Artifact Registry delivers this through Dependency Firewall, a registry-level enforcement control applied at dependency ingest. Rather than relying on downstream CI scans after a package has already entered a build, Dependency Firewall evaluates dependency requests in real time as artifacts enter the registry. Policies can automatically block components with known CVEs, license violations, excessive severity thresholds, or untrusted upstream sources before they are cached or consumed by pipelines.

Artifact quarantine extends this model by automatically isolating artifacts that fail vulnerability or compliance checks. If an artifact does not meet defined policy requirements, it cannot be downloaded, promoted, or deployed until the issue is addressed. All quarantine and release actions are governed by role-based access controls and fully auditable, ensuring transparency and accountability. Built-in scanning powered by Aqua Trivy, combined with integrations across more than 40 security tools in Harness, feeds results directly into policy evaluation. This allows organizations to automate release or quarantine decisions in real time, reducing manual intervention while strengthening control at the artifact boundary.

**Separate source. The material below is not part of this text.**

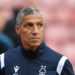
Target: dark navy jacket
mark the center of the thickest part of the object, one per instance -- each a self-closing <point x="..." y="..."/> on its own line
<point x="20" y="61"/>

The result is a registry that functions as an active supply chain control point, enforcing governance at the artifact boundary and reducing risk before it propagates downstream.
The Future of Artifact Management is here
General Availability signals that Artifact Registry is now a core pillar of the Harness platform. Over the past year, we’ve hardened performance, expanded artifact format support, scaled multi-region replication, and refined enterprise-grade controls. Customers are running high-throughput CI pipelines against it in production environments, and internal Harness teams rely on it daily.
We’re continuing to invest in:
- Expanded package ecosystem support
- Advanced lifecycle management, immutability, and auditing
- Deeper integration with Harness Security and the Internal Developer Portal
- AI-powered agents for OSS governance, lifecycle automation, and artifact intelligence
Modern software delivery demands clear control over how software is built, secured, and distributed. As supply chain threats increase and delivery velocity accelerates, organizations need earlier visibility and enforcement without introducing new friction or operational complexity.